Another problem is when I don't understand what the person is trying to tell me, because they are actually not very smart or funny, they blame it on lack of my English skills, even though I finished college in the US with honors.

They ask me if I am a mail-order bride,( after they question me about my wedding ring), which is also insulting. And no, I am not. I met my husband at work.

Then there comes the religion problem. People feel absolutely compelled to ask me if I am Jewish or a Russian Orthodox and i am neither, because even though I tried "welcoming Jesus into my life " during the nightmare Of my childhood it just never happened. So, then the people feel it is OK to say to me how I am going to go to hell, that i need to pray and go to church. These attacks on my right to believe or not, come exclusively from the white poplulation. Never have I had an ethnic individual impose thier views on me with such vengence.

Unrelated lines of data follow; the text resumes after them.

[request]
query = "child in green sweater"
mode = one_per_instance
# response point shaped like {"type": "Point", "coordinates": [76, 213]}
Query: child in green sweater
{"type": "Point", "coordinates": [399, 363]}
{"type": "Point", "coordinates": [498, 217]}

And all of this is happening while I am trying to whipe this person's butt or be sympathetic to their abdominal pain or chest pain and it is VERY hard to do after someone just tore me apart. I tried lying, but people do not stop with questions even then.

I try to get out of the patients room quickly now or to reverse the questions at them, so they stop bothering me, but it only works some of the time.

Thanks for lettting me vent.

Nat

Well I get to this thread at the point is 4 pages so there are a lot of interesting tips and good ideas. Please don't take offense at at my comments to follow.

No one has mentioned about getting to the source of your personal angst. Just the mention of several items gets you irritated and uncomfortable. This begs the question that I am surprised no one else asked. You are trying to hide from an unhappy childhood. Same goes for the mention of religion. You seem embarrassed by your wedding ring. Things make you want to rush your care and hurry from patient rooms.

Have you talked to a professional about your feelings? Have you talked to anyone about your feelings? Getting emotional at the patients bedside just because the ask where you are from begs to a underlying problem.

Rj

Specializes in NICU, Infection Control.

They taught us this line in nsg school: "for what reason do you need this information?" It usually ended the personal ??s.

I hope we've given you some good ideas.

As a hygienist I've been asked extremely personal questions:

Patient: "I hear hygienists make a lot of money. Is that true?"

Me: "I am comfortable and can't complain."

patient: "So how much DO you make?"

Me: "Dr. SoandSo takes care of me and pays me what I am worth"

Patient: "No. Seriously. HOW MUCH DO YOU MAKE?"

Me: "Ha ha. That's a pretty personal question! Let's get back to your teeth....So, seriously; HOW MUCH DO YOU FLOSS?"

I found this one pretty hilarious... :rotfl: Thanks for the good laugh.

I, too, am pretty amazed at questions some people feel it's OK to ask. Since I was pregnant a little later in life, there were some people who felt it was OK to ask: "Was this an accident?" (from a NICU nurse which had nothing to do with why my daughter was there) or "Was this pregnancy the result of ART?" What happened to the time of 50 years ago when Lucy was *shhhhh!!!* p-r-e-g-n-a-n-t with little Ricky, and it couldn't even be mentioned on TV?

I also got married a little later in life because I wanted to find the right person. I can't tell you the feelings I have when I think back to the time when one of my professors asked me on my 29th birthday, "Does it freak you out that you're 29 and not married?" :angryfire As much as I liked that professor, it was none of her business.

Anagray, I'm sorry about your childhood and what you've been through. I hope that through this thread that you are able to come up with things to say to deflect the questions from you and on to the patient where they belong. That being said, I find that people from Russia are very fascinating and maybe people are just curious. However, just the same, you have to find the right balance and have those boundaries respected. I hope that this thread helps you to find the answers to those annoying, "Are you a mail order bride?"-type questions. Very best of luck to you.